Ce vote est censé mettre fin à une période de turbulences en Bosnie, qui a vu le duel entre M. Dodik, proche de Moscou, et le Haut Représentant international - chargé du respect de l'accord de paix de 1995 - pousser le pays dans la plus grave crise politique depuis la fin de la guerre.

Le Haut représentant dispose de larges pouvoirs: il peut imposer ou modifier des lois, limoger des élus... Des prérogatives dénoncées sans cesse par M. Dodik, qui a multiplié les menaces sécessionnistes et les insultes envers l'actuel envoyé international, Christian Schmidt, un ex-ministre allemand arrivé en 2021.

"Ces élections ont été organisées par les musulmans bosniaques et Schmidt", a déclaré Dodik dimanche après avoir voté dans sa ville natale de Laktasi.

"Ils voulaient nous vaincre en Republika Srpska, et maintenant le peuple a une chance de les vaincre", a-t-il dit aux journalistes en promettant "la République serbe avant tout".

Deux favoris

Après avoir voté, Brankica Dragojlovic, une économiste retraitée, a exprimé l'espoir de jours meilleurs, car sa pension de 350 marks convertibles (180 euros, 206 dollars) est à peine suffisante pour s'en sortir.

"Ce que nous avons eu jusqu'à maintenant a été terrible... Si mon fils n'avait pas été là, je serais morte de faim.
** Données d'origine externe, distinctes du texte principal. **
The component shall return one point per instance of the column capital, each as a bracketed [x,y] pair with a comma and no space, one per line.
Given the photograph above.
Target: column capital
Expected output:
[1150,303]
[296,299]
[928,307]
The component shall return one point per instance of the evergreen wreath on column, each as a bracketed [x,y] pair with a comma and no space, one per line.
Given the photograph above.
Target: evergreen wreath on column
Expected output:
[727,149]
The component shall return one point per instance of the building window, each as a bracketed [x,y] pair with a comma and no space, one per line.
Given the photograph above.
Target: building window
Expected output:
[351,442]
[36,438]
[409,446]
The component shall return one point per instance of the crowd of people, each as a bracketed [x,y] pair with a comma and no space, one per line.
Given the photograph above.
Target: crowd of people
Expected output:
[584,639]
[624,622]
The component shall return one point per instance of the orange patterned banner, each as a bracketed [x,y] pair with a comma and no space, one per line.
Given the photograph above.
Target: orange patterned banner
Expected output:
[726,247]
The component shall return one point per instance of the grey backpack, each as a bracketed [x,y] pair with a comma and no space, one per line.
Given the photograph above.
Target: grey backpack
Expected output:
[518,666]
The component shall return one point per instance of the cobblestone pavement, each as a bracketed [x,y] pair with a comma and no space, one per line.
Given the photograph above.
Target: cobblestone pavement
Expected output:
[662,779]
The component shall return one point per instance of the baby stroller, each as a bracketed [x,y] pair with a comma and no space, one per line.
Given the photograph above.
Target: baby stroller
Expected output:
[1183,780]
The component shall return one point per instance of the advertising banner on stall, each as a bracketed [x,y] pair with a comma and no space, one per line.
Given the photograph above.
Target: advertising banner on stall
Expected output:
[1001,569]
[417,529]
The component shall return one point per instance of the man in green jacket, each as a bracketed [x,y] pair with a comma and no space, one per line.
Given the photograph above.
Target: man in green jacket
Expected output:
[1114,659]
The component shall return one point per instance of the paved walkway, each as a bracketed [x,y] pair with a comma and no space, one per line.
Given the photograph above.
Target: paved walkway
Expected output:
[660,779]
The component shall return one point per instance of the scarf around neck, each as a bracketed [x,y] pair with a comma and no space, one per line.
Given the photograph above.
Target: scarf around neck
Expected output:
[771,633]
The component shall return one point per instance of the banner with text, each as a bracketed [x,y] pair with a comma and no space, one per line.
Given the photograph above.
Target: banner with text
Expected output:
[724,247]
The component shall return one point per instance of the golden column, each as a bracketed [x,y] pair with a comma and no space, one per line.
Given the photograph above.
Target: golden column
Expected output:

Il (Dodik) nous a tout volé, il devrait aider les pauvres, pas prendre l'argent pour lui", a-t-elle lancé.

Par cette journée froide et nuageuse, le taux de participation était inférieur à 10% à 10H00 GMT, a précisé la commission électorale centrale.

RTL

L'ancien président de la Republika Srpska Milorad Dodik (droite), et le candidat à la présidentielle Sinisa Karan, lors d'un meeting de campagne à Foca, en Bosnie-Herzégovine, le 13 novembre 2025 / © AFP/Archives

Six candidats sont en lice. Mais le choix des quelque 1,2 million d'électeurs devrait se porter entre le favori, Sinisa Karan, 63 ans, ancien ministre de l'Intérieur et homme de confiance de Milorad Dodik, et un quasi-inconnu, Branko Blanusa, professeur universitaire d'électrotechnique de 56 ans, dont la candidature est soutenue par plusieurs formations d'opposition.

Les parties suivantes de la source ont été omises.